TOKYO (Reuters) - Annual growth in Japanese retail sales slowed in May to its lowest in seven months, adding to worries about weak consumer spending that caused a first-quarter economic contraction.
The 0.6 percent annual increase in retail sales in May was weaker than the median estimate for a 0.9 percent gain, following a revised 1.5 percent increase in April.May’s result marked the slowest growth since a 0.2 percent decline last October.
“Consumption is picking up gradually from the temporary decline at the start of the year but its rebound is weak due to sluggish wages,” said Azusa Kato, senior economist at BNP Paribas Securities.
“Employees’ incomes are on the rise as a whole with many elderly and women joining the labor force as part-timers. But they don’t have enough purchasing power to drive consumption.”
On a seasonally-adjusted basis, retail sales declined 1.7 percent in May, data from the trade ministry showed on Thursday.
Japan’s economy is expected to bounce back in April-June from the first-quarter contraction that ended the longest growth run since the 1980s bubble economy. Analysts said the slump was caused by one-off factors such as bad weather and saw it as temporary.
The trade ministry data showed on Thursday that growth in fuel sales led May’s retail sales, reflecting higher gasoline prices, while spending on items such as clothes and cars declined in May from a year earlier.
While risks to the export-reliant economy abound, not least from a heated China-U.S. trade dispute that has roiled financial markets, weak domestic demand is a worry for policymakers struggling to stoke sustainable inflation.
A rise in private consumption that constitutes about 60 percent of the economy could lift consumer prices, which may help the Bank of Japan accelerate inflation to its elusive 2 percent target.
A tight labor market has not yet fueled growth in wages, keeping Japan’s thrifty consumers from splashing out, which in turn causes inflation to stay low.
Japan’s annual core consumer inflation, which includes oil products but excludes volatile fresh food prices, held steady at 0.7 percent in May, well below the BOJ’s 2 percent price goal, data out last week showed.

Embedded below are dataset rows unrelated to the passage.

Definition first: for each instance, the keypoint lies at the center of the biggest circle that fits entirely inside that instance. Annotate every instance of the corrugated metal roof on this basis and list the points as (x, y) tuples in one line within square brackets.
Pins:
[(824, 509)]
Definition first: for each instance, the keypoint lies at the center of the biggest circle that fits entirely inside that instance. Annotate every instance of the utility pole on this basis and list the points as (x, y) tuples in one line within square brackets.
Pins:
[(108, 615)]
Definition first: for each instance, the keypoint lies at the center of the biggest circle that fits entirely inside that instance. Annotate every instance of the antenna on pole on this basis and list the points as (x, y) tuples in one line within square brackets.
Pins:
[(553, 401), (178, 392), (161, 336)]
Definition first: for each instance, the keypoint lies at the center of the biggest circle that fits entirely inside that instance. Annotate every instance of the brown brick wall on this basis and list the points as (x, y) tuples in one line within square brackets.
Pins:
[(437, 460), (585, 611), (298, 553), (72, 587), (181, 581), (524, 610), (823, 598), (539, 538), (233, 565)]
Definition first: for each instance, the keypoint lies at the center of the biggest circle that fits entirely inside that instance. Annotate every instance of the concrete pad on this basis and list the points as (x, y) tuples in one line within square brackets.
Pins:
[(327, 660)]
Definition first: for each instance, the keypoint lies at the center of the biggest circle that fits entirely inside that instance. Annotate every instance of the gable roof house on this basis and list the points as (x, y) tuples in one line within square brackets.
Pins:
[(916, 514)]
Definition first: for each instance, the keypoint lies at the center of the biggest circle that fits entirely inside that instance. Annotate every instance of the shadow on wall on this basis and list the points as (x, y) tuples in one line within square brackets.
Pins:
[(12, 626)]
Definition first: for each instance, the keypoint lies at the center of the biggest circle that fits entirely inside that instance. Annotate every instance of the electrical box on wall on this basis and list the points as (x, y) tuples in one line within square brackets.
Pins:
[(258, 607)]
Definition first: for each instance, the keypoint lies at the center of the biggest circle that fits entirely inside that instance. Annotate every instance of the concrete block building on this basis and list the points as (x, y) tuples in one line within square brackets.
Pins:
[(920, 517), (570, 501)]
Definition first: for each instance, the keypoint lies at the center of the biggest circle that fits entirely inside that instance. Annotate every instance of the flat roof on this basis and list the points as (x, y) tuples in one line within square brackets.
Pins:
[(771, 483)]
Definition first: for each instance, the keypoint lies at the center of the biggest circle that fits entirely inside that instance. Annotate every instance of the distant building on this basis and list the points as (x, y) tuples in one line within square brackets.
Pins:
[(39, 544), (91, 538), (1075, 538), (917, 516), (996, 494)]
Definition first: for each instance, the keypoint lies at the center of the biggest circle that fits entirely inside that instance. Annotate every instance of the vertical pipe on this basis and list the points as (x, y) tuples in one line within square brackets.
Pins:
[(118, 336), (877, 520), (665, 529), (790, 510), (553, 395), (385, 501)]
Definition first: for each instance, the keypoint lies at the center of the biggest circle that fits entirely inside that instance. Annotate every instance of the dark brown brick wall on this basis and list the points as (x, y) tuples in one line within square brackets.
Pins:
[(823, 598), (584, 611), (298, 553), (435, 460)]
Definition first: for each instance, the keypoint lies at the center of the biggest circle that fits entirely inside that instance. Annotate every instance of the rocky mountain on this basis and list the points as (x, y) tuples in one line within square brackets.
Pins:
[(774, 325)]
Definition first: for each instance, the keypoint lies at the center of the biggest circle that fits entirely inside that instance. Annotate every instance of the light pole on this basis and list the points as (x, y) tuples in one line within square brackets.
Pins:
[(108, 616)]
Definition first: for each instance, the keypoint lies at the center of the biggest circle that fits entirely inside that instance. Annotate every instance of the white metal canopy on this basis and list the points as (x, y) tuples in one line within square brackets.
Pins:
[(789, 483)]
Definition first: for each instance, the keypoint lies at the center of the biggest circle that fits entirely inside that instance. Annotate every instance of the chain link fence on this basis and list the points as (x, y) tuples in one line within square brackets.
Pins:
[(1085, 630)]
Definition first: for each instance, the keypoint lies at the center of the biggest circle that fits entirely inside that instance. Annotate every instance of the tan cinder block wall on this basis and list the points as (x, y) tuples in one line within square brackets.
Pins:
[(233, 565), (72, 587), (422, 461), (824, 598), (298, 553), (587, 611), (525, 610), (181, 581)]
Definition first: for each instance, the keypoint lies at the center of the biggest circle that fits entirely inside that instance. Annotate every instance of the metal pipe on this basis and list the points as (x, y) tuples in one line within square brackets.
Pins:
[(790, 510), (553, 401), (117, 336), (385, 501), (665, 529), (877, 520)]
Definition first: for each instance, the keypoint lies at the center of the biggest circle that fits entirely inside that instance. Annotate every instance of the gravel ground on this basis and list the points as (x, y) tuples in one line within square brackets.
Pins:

With inflation remaining stubbornly subdued despite more than five years of massive monetary easing, the BOJ is lagging well behind other central banks in unwinding crisis-mode stimulus.
The central bank will scrutinize upcoming data at its rate review in July, at which the nine-member board will conduct a quarterly review of its long-term growth and price outlook and analyze factors behind stubbornly slow inflation.